Les efforts déployés pour garantir une offre continue de poisson ne peuvent être couronnés de succès que si l'on évite une pêche excessive. Les communautés de pêcheurs pourraient imposer des limites à la pêche bien que l'on puisse aussi recourir à des améliorations ou utiliser des méthodes de pêche qui respectent l'environnement.

Si une rivière ou un lac renferme de nombreuses espèces de poissons, il est difficile de savoir si elles sont soumises à une pêche excessive. Cela est probablement le cas si le nombre de grandes espèces diminue et que les petites espèces à croissance rapide les supplantent. Dans une telle situation, le nombre de poissons capturé peut alors augmenter mais la valeur de la prise va diminuer et l'ensemble de la pêche risque d'être menacée. Pour remédier à la pêche excessive et garantir une offre stable de poisson, l'une des solutions est d'attribuer des droits de pêche aux personnes qui utilisent les eaux intérieures.
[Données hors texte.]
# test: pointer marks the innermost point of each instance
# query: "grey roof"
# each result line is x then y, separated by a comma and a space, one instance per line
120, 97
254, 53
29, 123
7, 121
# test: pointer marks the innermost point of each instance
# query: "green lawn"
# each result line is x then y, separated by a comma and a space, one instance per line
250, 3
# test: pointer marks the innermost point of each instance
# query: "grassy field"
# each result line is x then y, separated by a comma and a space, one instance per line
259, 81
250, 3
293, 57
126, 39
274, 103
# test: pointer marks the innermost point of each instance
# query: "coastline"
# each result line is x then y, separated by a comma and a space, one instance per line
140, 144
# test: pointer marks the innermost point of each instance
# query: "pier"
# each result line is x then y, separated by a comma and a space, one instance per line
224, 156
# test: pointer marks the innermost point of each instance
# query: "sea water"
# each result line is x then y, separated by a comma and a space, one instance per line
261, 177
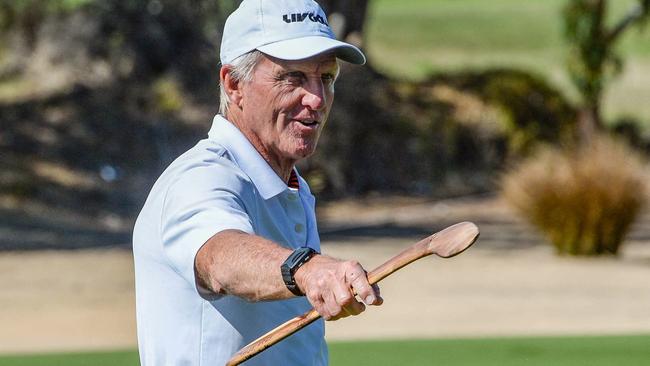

Une telle démarche exige de prendre des décisions réfléchies quant aux bénéficiaires et à la durée des droits. Un fois les droits assignés, il ne doit plus y avoir de doute sur les personnes autorisées à pêcher dans une masse d'eau donnée, que ce soit d'une embarcation, du rivage ou d'un radeau.

Il existe différents types de droits de propriété et de droits d'accès dans les eaux intérieures qui vont de la propriété privée totale de petits lacs et étangs à des zones dans lesquelles l'accès est libre pour tout le monde. Parfois, les droits d'accès appartiennent aux communautés locales ou aux instances gouvernementales et l'accès est réservé à ceux qui ont obtenu des licences. Dans les cas où il n'y a pas de droits d'accès reconnus, on peut considérer que les ressources en eau sont accessibles à tous. Dans les zones où l'accès est libre, la pêche constitue souvent une occupation de dernier recours pour les personnes sans terre. Le poisson peut y être parfois considéré comme l'ultime denrée de subsistance.

Dans les pays dotés de systèmes établis de droits de pêche attribués pour de longues périodes, il est dans l'intérêt même des pêcheurs de gérer la ressource de manière durable. Lorsque les droits sont consentis pour des périodes trop courtes, ceux qui pratiquent la pêche commerciale pourraient tenter de réaliser un profit rapide en se livrant à une pêche trop intensive. Cela est particulièrement le cas lorsque les droits d'accès sont attribués à l'issue d'enchères (les pêcheurs enchérissent pour acheter un droit correspondant à une période déterminée ou à un volume de poisson donné).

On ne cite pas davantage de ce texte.